When researching the true costs of investing in your chosen franchise, make sure you consider the following:
- Initial franchise package fee.
- Cost of premises or territory.
- Refurbishment costs.
- Fixtures and fittings; signage; equipment; opening stock (if applicable).
- Licences (software).
- Telecommunications (landline, mobile phone, broadband, etc).
- Vehicle costs (consider leasing as an alternative to purchasing a vehicle outright).
- Vehicle livery and fit-out costs.
- Marketing campaign (including launch programme, PR, social media and networking).
- Marketing and promotional materials.
- Business stationery.
- Professional fees (solicitor, accountant, architect and surveyor).
- Memberships (trade associations, chamber of commerce, consumer groups, etc.)
- Staffing costs.
For established franchise brands, banks that specialise in franchising will consider lending up to 70 per cent of the total start-up costs, including working capital. For newer, less established franchise brands, the available finance from a lender may be lower.
Remember, the term of the lending will be linked to the franchise licence, so if the initial licence term is five years the maximum term for a bank loan will not exceed five years.

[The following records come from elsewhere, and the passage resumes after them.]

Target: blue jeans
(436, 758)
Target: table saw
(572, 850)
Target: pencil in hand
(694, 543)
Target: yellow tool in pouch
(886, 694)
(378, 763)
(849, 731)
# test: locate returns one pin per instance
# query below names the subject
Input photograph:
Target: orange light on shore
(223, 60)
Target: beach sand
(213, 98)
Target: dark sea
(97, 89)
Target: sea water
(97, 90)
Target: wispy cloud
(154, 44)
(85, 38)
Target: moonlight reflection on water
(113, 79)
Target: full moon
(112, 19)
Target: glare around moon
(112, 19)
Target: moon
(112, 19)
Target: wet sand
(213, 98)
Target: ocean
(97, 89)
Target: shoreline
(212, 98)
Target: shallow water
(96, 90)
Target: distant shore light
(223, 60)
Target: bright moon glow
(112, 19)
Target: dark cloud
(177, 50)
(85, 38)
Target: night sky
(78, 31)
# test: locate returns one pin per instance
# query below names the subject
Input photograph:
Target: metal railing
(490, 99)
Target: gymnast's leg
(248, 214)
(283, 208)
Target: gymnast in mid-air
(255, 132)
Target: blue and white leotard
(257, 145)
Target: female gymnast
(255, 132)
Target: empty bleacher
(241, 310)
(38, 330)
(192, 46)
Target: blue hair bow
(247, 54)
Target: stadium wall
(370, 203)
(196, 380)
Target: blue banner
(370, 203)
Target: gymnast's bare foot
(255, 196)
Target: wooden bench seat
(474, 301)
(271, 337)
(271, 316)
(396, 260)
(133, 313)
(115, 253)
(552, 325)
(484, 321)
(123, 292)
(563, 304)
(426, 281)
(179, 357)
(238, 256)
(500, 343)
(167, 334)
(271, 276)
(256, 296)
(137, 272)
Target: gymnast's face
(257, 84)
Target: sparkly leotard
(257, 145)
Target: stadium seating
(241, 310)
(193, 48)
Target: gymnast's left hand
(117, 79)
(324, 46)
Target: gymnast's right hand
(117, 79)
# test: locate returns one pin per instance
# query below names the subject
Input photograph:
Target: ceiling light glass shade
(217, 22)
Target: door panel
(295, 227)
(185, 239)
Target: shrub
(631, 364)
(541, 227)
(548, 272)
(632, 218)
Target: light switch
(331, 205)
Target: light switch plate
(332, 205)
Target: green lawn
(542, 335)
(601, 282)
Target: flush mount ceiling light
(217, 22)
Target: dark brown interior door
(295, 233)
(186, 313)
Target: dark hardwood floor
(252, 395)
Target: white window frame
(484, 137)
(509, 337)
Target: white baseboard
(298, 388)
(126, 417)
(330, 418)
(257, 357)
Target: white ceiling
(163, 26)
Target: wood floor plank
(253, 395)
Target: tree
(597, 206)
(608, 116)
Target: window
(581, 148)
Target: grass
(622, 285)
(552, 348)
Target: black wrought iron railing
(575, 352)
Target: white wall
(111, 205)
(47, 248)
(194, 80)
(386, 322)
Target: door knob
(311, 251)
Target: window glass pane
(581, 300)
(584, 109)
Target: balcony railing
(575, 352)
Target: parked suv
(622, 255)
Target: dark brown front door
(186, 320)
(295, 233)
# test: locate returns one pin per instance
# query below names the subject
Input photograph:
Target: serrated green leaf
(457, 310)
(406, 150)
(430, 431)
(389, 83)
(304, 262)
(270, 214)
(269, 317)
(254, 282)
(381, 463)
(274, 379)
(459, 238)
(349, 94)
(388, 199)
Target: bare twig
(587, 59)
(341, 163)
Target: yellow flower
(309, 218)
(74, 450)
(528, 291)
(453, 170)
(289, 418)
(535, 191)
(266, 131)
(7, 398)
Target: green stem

Once you’ve established the overall level of investment required, you can start preparing your business plan. The business plan is an essential document to obtain finance from the bank, but it should also be used as a working document to identify development areas as well as business opportunities.
Additionally, you will need to produce detailed cash flow and profit and loss forecasts for at least the first three years of trading.
You will need to have a good understanding of all aspects of the business, including the financials, to be able to present your case to a lender, so be prepared.